There are very limited data about current situation of carbapenem resistant Acinetobacter calcoaceticus-baumannii complex in Nepal [10] and prevalence of genes associated with carbapenem resistance [19, 20]. Our country needs yearly surveillance of genes circulating within CR-ACB complex. So, this study was conducted to detect three (blaNDM−1, blaOXA−23−like and blaOXA−24−like) out of many genes associated with carbapenem resistance in Acinetobacter calcoaceticus-baumannii complex.

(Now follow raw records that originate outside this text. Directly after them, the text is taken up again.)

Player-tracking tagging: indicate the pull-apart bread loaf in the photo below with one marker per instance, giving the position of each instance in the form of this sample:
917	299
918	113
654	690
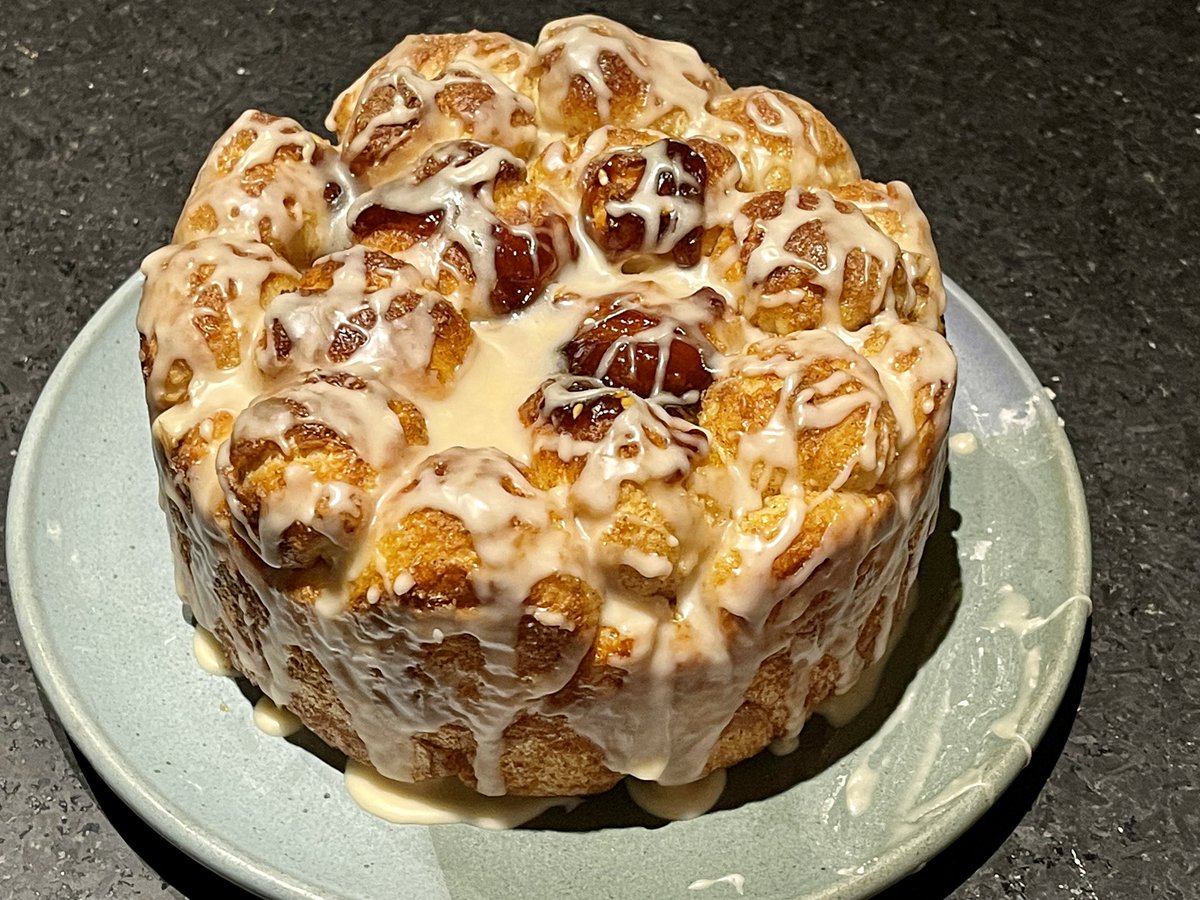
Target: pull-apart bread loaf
573	415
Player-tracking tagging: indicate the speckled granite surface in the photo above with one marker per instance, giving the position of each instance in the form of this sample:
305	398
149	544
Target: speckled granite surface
1056	154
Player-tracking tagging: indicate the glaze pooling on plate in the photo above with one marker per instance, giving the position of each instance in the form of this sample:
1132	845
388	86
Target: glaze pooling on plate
574	417
81	515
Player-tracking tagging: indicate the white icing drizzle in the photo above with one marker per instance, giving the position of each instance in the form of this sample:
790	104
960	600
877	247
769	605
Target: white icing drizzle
777	139
201	307
483	408
964	443
359	415
665	219
444	801
286	181
274	720
497	120
693	636
673	76
461	193
843	231
354	323
677	803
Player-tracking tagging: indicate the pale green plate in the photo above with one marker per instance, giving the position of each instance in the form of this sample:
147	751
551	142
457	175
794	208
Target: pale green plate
93	588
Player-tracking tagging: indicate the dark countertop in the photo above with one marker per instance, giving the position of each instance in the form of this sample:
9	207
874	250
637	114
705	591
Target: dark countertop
1057	155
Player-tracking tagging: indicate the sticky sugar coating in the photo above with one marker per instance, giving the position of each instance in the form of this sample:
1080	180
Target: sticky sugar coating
574	415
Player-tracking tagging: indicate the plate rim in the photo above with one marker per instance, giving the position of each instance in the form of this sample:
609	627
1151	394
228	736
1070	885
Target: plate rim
259	876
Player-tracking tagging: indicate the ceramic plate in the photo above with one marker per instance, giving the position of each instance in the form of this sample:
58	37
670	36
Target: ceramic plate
971	685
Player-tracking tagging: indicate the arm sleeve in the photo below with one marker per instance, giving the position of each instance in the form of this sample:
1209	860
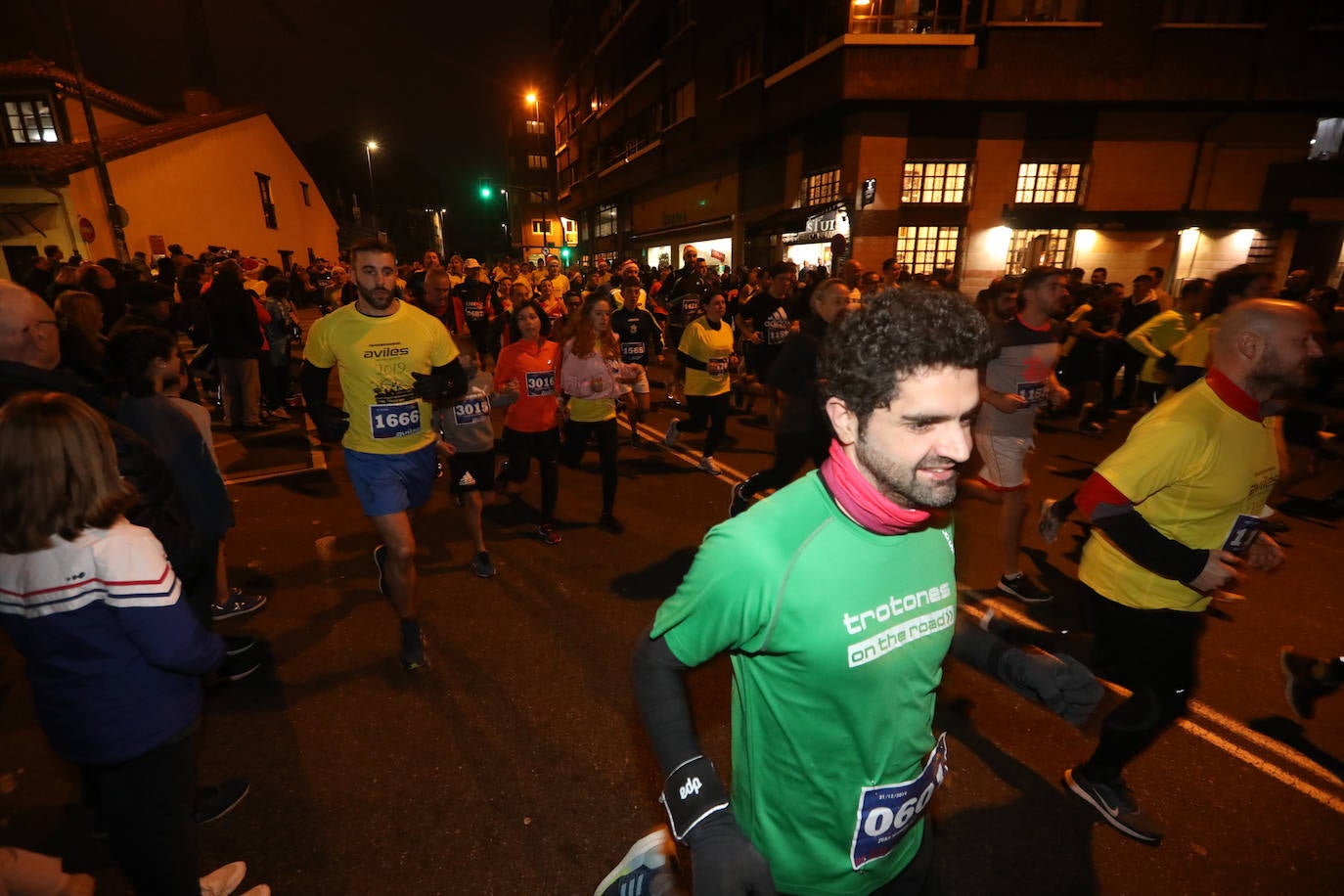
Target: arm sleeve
664	705
1107	510
313	381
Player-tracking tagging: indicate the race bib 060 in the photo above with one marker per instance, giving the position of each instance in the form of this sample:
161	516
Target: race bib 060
541	383
392	421
887	812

ACB complex is one of the most important nosocomial pathogens and a member of ESKAPE pathogens [21] causing wide spread of diseases. Treatment of infections caused by ACB complex are difficult because ACB complex when isolated are usually multi-drug resistant [22]. Without appropriate prescription of antimicrobial agent, these infections can be extremely fatal. Carbapenems were the drug of choice for MDR-ACB complex infections, but recent resistance or reduced susceptibility to carbapenems is becoming serious clinical problems. Resistance to carbapenem is mainly due to genes that codes enzyme inactivating antibiotics, followed by loss of porin protein, presence of efflux pumps and alterations of targets or cellular functions due to mutations [5]. Genes that are most prevalent in causing carbapenem resistance is carbapenem hydrolyzing oxacillinases genes and metallo-β-lactamases genes [17, 23] which are also the focus of this study.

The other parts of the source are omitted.